The Xeon is really just a "renamed" Core i-series CPU. Although often the Xeon uses a design that is 1-2 generations behind the Core i-series, that is likely not true in this case; or at most 1 generation behind, as Intel just released new ultra-high-end Core i-series that are basically the reverse - they are what were previously called Xeons rebadged as Core i5, i7, and i9.
For HVEC (H.265, x265,) the Xeons that are almost assuredly going to end up in the iMac Pro will have hardware level support for encoding and decoding. And if they do use Xeons based on the latest Core i-series, their "Turbo" speed when using a single core will likely be the same as the Turbo speed of the lower-end CPUs in the non-Pro iMac.
The fastest a "configure to order" Core i7-based iMac goes is a quad-core 3.6 GHz "base" speed, 4.2 GHz "Turbo." (That means that if it has been running on all cores so long that it hits heat maximums, it will run at 3.6 GHz. If it isn't at heat limits, and is only using one core, it will run at 4.2 GHz.)
The iMac Pro's likely CPUs include the Xeon equivalent of the details-just-released
Core i9 7980XE: 2.6 Ghz "base" speed, 4.4 GHz Turbo. That means if heat limited using all 18 cores, it will run at 2.6 GHz. And the maximum Turbo, which on this CPU covers when *TWO* cores are active, is 4.4 GHz. So for one or two thread applications, it will be faster than the non-Pro iMac. For three or four thread applications, it would probably be about the same (we don't know the exact 3/4 turbo frequencies of the new CPU,) and for anything that can use more than four threads, the Pro would be far faster.

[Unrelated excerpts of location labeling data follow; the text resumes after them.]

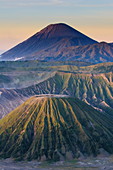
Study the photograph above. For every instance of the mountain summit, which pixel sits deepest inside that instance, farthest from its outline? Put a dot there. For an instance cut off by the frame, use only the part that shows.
(55, 35)
(60, 30)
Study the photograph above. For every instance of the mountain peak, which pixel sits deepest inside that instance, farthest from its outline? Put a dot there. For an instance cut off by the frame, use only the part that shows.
(60, 30)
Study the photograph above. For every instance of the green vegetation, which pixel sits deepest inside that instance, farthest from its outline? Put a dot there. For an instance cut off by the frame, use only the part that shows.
(54, 128)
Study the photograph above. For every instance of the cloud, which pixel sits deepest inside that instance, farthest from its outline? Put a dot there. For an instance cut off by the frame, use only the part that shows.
(73, 3)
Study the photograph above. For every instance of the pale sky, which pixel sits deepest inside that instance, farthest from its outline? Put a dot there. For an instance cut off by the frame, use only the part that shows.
(19, 19)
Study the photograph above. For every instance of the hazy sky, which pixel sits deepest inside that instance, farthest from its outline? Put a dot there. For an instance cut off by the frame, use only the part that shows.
(20, 19)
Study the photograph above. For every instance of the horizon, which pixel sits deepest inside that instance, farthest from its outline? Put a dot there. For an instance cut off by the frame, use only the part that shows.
(20, 20)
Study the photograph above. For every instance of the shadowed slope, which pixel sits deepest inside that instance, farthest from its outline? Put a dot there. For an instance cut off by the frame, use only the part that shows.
(54, 127)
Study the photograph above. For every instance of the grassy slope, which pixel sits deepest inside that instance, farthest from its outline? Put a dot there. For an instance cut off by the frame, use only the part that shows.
(54, 128)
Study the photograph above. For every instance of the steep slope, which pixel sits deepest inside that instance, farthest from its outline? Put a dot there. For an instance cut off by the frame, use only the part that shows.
(9, 100)
(55, 34)
(95, 53)
(54, 127)
(94, 89)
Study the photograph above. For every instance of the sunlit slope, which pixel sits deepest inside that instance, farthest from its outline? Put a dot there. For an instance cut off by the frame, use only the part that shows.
(95, 89)
(54, 128)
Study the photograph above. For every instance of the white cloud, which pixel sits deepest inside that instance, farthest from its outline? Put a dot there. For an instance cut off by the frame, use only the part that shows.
(76, 3)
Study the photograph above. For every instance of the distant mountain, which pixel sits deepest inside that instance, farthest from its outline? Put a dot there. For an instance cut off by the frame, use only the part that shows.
(55, 35)
(95, 53)
(54, 128)
(92, 84)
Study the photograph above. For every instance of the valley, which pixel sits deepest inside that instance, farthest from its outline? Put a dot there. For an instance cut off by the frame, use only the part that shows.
(56, 102)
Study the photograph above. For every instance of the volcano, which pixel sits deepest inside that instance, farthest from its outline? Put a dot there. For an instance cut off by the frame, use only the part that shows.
(54, 127)
(58, 35)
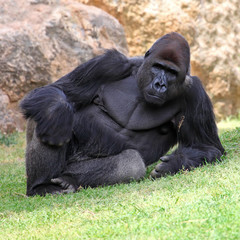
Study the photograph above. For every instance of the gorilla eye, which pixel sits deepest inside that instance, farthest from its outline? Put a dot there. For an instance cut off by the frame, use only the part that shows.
(147, 54)
(166, 68)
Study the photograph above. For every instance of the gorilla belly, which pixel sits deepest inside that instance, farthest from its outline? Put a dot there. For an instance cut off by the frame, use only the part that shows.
(109, 136)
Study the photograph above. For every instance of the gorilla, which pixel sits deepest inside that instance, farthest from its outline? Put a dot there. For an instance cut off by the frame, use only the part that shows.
(111, 117)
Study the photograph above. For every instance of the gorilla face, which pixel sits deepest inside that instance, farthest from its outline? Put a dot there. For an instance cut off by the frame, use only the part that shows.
(162, 74)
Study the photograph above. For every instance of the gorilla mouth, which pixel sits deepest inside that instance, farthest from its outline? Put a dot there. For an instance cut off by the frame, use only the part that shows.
(152, 98)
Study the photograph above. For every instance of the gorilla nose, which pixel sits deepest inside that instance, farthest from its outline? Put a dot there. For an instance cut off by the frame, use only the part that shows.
(159, 85)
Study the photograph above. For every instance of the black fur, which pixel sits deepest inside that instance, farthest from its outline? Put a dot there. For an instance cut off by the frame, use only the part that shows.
(120, 114)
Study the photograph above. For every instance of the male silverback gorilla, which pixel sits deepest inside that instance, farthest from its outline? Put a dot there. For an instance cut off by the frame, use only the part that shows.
(112, 116)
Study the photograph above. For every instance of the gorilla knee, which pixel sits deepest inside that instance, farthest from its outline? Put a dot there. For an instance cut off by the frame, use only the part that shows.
(130, 166)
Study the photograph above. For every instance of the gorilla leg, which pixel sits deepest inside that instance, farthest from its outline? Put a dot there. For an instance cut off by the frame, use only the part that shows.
(121, 168)
(43, 162)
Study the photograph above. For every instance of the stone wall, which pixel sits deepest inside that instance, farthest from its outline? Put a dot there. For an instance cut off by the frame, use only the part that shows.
(42, 40)
(212, 28)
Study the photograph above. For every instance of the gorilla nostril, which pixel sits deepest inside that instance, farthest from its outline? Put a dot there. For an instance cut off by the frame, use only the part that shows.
(157, 85)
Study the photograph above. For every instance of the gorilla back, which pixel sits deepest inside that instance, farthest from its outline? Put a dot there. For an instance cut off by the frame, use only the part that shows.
(112, 116)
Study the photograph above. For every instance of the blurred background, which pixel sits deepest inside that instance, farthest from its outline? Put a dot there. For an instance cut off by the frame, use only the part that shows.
(42, 40)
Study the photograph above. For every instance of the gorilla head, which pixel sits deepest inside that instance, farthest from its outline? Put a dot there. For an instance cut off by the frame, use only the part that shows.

There's even an 8-core variant (Core i7-7820X) that is faster in both base speed and Turbo speed than the highest-end current iMac. So it would be faster in *ANY* workload, even before you consider that it has twice as many cores! That's probably going to be the "base" level processor. The likely 10-core version is the Core i9-7900X.
Again, Intel just released "Core i" CPUs that have specs that previously would have been declared "Xeon" - in all likelihood these are the exact same CPUs that Intel will use, just rebranded Xeon again.